Canale Beta: consolidamento cross-platform

Il canale Beta passa a 145.0.7632.45 su desktop e Android, e a 145.0.7632.42 su iOS, con rollout graduale sugli store. Anche qui l’accento è sul consolidamento: miglioramenti generali, preparazione del codice alla promozione in Stable e correzioni incrementali segnalate dalla community. Su ChromeOS, il Beta introduce OS 16552.18.0 con browser 145.0.7632.25, estendendo l’aggiornamento alla maggior parte dei dispositivi supportati.

Stable ed early stable: sicurezza in primo piano

Sul fronte Stable, Google procede su più binari.
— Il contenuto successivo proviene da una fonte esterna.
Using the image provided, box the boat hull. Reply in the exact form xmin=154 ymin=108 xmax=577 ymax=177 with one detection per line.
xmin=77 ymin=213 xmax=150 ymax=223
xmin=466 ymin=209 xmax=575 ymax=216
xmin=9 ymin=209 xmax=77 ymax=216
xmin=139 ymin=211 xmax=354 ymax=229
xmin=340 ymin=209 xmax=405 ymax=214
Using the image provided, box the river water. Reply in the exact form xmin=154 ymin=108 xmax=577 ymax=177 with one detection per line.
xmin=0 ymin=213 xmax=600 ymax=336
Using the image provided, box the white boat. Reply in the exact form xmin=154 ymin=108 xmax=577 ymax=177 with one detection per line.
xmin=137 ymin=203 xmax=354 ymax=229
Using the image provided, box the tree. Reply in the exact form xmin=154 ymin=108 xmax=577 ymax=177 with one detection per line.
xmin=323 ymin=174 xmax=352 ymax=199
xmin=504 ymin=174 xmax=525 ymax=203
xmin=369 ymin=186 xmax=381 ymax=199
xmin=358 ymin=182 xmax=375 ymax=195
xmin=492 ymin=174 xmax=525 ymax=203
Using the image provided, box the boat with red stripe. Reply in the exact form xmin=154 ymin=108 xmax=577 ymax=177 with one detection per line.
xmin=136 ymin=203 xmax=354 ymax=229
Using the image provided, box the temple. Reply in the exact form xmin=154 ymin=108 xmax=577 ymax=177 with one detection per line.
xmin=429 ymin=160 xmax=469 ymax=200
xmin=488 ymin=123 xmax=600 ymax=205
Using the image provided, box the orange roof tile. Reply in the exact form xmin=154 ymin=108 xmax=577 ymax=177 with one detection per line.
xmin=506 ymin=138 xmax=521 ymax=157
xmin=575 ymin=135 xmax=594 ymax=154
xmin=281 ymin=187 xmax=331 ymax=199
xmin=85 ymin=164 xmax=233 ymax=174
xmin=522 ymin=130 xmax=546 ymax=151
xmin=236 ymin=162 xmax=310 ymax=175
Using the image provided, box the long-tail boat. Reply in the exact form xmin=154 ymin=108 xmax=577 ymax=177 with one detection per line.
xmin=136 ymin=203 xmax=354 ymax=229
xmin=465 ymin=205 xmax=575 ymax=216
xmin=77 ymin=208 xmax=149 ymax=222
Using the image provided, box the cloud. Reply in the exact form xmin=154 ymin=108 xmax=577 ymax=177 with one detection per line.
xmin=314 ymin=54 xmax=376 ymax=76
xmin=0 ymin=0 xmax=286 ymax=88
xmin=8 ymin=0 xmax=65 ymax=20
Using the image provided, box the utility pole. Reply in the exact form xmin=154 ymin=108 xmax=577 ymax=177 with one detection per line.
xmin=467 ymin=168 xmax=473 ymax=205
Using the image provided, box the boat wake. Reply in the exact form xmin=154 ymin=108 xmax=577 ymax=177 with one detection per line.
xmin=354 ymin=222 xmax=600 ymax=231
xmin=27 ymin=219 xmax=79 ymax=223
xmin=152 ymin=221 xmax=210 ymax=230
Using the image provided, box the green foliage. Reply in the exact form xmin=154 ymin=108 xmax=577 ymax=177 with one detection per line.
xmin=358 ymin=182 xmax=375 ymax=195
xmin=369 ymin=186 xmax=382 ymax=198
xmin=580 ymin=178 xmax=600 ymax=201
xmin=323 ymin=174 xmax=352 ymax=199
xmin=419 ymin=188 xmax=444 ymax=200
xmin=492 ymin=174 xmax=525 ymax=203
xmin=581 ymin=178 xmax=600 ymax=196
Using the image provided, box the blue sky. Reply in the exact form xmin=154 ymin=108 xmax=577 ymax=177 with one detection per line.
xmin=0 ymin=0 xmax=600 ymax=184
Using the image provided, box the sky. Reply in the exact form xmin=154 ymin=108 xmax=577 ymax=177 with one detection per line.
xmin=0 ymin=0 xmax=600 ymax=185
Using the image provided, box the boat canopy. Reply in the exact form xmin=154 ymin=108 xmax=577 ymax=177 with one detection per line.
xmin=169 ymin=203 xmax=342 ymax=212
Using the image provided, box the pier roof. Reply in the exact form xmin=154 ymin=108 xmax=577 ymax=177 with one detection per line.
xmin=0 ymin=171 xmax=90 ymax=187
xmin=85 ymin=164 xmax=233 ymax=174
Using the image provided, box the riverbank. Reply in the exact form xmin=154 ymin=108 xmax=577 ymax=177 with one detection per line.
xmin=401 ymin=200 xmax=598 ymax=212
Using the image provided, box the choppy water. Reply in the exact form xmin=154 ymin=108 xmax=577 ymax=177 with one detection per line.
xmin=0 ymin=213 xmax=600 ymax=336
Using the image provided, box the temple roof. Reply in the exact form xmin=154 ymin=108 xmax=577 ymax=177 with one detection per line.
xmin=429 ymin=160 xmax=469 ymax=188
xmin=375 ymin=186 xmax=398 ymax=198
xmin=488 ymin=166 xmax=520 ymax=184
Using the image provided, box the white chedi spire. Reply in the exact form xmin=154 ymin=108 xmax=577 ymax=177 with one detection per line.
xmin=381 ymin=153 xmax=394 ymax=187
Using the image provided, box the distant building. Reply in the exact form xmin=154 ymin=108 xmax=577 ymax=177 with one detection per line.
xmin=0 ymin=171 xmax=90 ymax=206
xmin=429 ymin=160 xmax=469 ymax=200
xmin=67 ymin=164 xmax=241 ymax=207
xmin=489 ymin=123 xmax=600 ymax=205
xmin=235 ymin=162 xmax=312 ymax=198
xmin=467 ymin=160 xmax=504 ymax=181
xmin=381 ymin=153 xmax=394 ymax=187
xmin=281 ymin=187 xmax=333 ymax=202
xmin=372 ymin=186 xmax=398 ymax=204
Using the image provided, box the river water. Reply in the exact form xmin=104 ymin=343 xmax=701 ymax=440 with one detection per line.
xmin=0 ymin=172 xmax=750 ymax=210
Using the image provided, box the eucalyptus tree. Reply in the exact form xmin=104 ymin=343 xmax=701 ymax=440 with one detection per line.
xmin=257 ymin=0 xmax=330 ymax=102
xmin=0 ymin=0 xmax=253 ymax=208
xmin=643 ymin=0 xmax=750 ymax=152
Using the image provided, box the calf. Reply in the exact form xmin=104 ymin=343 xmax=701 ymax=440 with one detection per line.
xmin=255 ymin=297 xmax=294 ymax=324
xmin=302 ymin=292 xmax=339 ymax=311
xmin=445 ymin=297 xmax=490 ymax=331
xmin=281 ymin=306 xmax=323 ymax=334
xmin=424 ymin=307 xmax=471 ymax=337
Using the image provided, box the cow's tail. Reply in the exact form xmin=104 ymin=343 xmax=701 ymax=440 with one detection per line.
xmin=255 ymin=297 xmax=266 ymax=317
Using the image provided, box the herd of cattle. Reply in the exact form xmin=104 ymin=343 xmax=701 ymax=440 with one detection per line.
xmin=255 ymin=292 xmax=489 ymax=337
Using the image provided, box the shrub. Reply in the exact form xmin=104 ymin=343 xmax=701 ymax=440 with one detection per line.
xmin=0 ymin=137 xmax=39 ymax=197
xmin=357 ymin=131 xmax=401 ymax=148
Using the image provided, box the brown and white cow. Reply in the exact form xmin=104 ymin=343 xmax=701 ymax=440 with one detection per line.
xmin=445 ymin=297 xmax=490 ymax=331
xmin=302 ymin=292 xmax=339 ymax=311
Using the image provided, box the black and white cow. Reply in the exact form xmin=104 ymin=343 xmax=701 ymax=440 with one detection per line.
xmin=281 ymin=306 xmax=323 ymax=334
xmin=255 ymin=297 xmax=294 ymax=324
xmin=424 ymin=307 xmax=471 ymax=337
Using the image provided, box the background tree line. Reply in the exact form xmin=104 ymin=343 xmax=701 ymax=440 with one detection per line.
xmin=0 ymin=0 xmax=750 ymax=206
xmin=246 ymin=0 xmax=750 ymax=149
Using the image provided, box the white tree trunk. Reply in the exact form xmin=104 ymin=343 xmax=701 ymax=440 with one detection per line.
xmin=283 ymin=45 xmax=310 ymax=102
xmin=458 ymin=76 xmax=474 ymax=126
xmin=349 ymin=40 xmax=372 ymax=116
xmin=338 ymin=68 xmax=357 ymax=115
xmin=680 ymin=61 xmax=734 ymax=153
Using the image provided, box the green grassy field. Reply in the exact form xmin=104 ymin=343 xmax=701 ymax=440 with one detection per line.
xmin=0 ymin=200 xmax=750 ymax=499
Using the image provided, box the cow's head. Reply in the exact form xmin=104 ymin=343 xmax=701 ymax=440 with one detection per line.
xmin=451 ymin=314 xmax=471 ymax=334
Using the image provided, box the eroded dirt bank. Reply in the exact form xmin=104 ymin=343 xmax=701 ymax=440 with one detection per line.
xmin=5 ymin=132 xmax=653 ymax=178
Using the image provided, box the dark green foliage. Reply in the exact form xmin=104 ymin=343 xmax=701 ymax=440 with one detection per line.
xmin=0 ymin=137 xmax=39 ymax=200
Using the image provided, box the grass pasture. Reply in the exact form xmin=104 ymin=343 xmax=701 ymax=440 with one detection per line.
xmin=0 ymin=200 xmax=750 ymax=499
Un early stable per desktop porta 145.0.7632.45/.46 su Windows e macOS per una percentuale limitata di utenti, mentre le versioni stabili ampie si attestano su 144.0.7559.132 per Linux e 144.0.7559.132/.133 per Windows e macOS. Su Android, Chrome Stable raggiunge 144.0.7559.132, con distribuzione progressiva via Play Store.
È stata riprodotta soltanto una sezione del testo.